The Regional Archives of Agra – a small house located in a sleepy residential area – had a forgotten air about it. ‘We only open it if someone needs a document,’ apologised the junior official, who had driven up in a scooter from another building to let us in. It was clear that he did not need to do this too often.

The register indicated that the last person had visited over a month back. After handing me a handwritten catalogue, the official – clearly at a loose end – said he was going for some tea. Would I like some? I certainly would. Searching for the Munshi’s records in this neglected place seemed like a hopeless task. The room smelt of open drains. A sleepy dog lay on the verandah, surveying me through a half-closed eye. The mosquitoes under the table had already started making a meal of my legs. I thought longingly of the cosy surrounds of the Round Tower in Windsor where the other half of the Munshi’s records lay. At the Queen’s Royal residence, they rang a bell at eleven and served us tea and biscuits. The contrast could not have been more obvious.

Miraculously, the cataloguing actually worked. In the languid surrounds of the room, in steel almirahs with rusty handles were filed records of the Munshi’s life in Agra: letters, land documents and detailed arrangements for the Viceroy’s Durbar. Before long, I had forgotten about the mosquito bites and was staring at a crumbling parchment map spread across the table. It was a map drawn by an official in the Collector’s Office in Agra in 1896, showing the area of land occupied by the Munshi.
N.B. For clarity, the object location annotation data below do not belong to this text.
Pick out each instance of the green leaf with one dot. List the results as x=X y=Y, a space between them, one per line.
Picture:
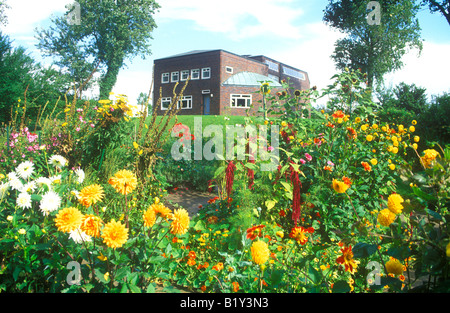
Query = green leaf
x=341 y=286
x=363 y=250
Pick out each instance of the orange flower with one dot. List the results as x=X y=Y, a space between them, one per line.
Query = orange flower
x=366 y=166
x=254 y=232
x=338 y=114
x=347 y=181
x=347 y=260
x=299 y=234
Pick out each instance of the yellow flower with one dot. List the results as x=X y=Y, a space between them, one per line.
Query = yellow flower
x=90 y=195
x=395 y=203
x=393 y=266
x=260 y=252
x=91 y=225
x=114 y=234
x=124 y=181
x=386 y=217
x=149 y=217
x=339 y=187
x=68 y=219
x=180 y=222
x=429 y=156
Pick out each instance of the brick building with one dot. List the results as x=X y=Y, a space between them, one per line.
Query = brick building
x=221 y=83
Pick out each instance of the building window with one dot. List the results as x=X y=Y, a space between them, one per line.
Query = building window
x=165 y=78
x=184 y=75
x=195 y=74
x=175 y=76
x=241 y=101
x=186 y=102
x=293 y=73
x=206 y=73
x=165 y=103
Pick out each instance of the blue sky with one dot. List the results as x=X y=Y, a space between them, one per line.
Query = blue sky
x=290 y=31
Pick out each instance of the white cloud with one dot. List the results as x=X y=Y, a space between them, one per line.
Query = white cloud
x=25 y=15
x=236 y=18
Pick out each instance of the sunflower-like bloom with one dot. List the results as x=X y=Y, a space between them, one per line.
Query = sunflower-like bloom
x=91 y=225
x=299 y=234
x=161 y=210
x=386 y=217
x=339 y=187
x=149 y=217
x=68 y=219
x=115 y=234
x=124 y=181
x=393 y=266
x=347 y=260
x=90 y=195
x=180 y=222
x=429 y=156
x=260 y=252
x=395 y=203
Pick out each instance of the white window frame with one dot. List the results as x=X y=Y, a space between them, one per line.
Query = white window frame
x=187 y=100
x=165 y=100
x=247 y=97
x=165 y=78
x=208 y=71
x=197 y=71
x=184 y=75
x=174 y=76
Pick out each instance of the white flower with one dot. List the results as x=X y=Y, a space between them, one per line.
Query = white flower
x=80 y=175
x=24 y=200
x=50 y=202
x=25 y=169
x=41 y=181
x=58 y=161
x=28 y=187
x=79 y=236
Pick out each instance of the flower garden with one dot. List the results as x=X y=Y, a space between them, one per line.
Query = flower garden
x=355 y=204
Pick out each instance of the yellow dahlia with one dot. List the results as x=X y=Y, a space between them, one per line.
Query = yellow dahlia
x=260 y=252
x=386 y=217
x=91 y=225
x=393 y=266
x=339 y=187
x=90 y=195
x=114 y=234
x=161 y=210
x=395 y=203
x=68 y=219
x=124 y=181
x=149 y=217
x=180 y=222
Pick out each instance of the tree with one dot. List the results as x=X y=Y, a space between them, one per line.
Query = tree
x=375 y=49
x=442 y=7
x=110 y=32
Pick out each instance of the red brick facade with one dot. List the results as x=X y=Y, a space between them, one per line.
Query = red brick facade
x=221 y=65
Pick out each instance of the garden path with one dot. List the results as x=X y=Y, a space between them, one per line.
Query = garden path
x=191 y=200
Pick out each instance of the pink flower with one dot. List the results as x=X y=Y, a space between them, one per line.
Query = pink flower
x=308 y=156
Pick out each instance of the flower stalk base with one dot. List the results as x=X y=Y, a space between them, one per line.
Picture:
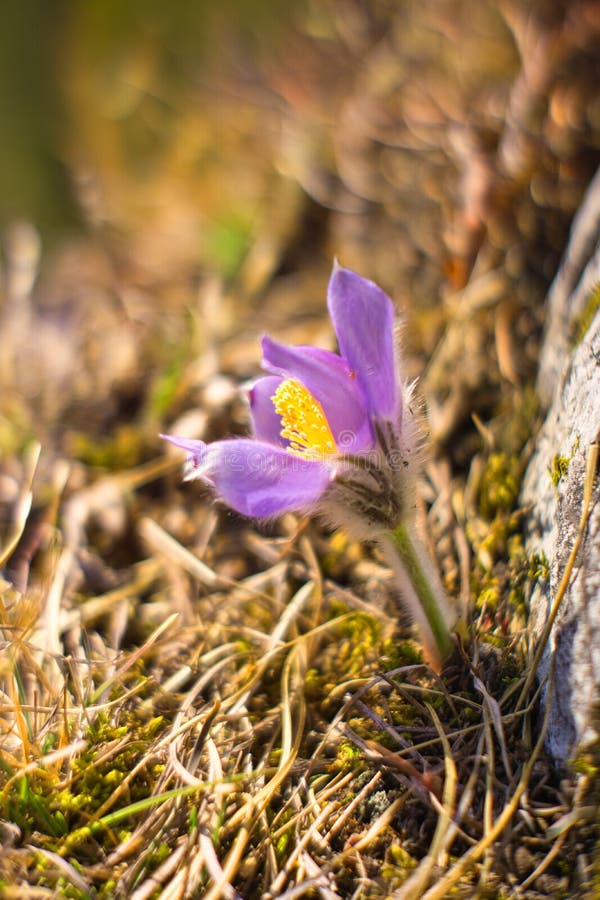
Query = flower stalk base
x=422 y=591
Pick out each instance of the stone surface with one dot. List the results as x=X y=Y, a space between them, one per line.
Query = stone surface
x=569 y=383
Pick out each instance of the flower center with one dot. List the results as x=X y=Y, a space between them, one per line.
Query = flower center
x=304 y=423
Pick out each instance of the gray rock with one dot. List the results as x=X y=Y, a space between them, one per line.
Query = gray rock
x=569 y=382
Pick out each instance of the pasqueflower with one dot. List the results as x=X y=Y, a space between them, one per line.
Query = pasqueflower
x=334 y=434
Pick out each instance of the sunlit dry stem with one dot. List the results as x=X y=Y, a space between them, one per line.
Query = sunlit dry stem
x=420 y=589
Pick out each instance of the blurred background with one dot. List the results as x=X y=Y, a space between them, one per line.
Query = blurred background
x=177 y=178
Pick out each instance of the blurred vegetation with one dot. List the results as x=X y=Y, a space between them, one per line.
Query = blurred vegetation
x=175 y=179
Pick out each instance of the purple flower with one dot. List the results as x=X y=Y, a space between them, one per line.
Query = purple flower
x=331 y=432
x=335 y=434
A black border had been marked around the plots numbered 11–125. These were already owned by the Munshi and gifted to him by the Queen. Marked in red was the huge chunk of government land adjacent to it, which the Munshi wanted to buy. It numbered up to plot 314 and covered an area of 141 acres. There was a road running through it, with several trees including
jamun
, mango and
neem
. There was farmland and fallow land. The Munshi had clearly acquired a giant stretch of land, shaped amazingly like the map
of the United States, in the heart of Agra. On plots numbered 177–187 he had built his dream house, Karim Lodge.

We seemed to have been in the car for nearly an hour, driving through what was once the Munshi’s estate, passing large gated houses covered with bougainvilleas, jasmine and fragrant flowering plants. Palm trees and brightly painted flower pots lined the streets. Occasionally, one got a glimpse of manicured lawns. The rich and prosperous of Agra had built their houses here now. ‘All this belonged to Abdul Karim,’ said my guide from the local Agra estate agents. ‘It is now a whole area in Agra.’ Finally, he pulled up outside what looked like the remnants of an old stone wall and a gate with a carved medieval arch. On it was stuck an announcement by the Rashtriya Lok Dal, a political party. Next to the gate were rows of chemists’ shops, the makeshift shacks running for nearly a mile along the wall that had once cordoned off Karim’s property.

All that remained of the original Karim Lodge was the brick wall, the arches and the living room with its high ceiling. The back of the house had been modernised and turned into a nursing home and medical practice. The front of the house had been further divided into two residential houses. Prakash Hingorani, the present owner of the original house, knew only a few sketchy details about Abdul Karim. He showed me a letter from Karim written on Windsor notepaper. It gave the date and time of his arrival by the mail train to Agra. Hingorani had laminated the yellowing page and kept it as a souvenir. It was one of the things he had found lying among the papers in the house.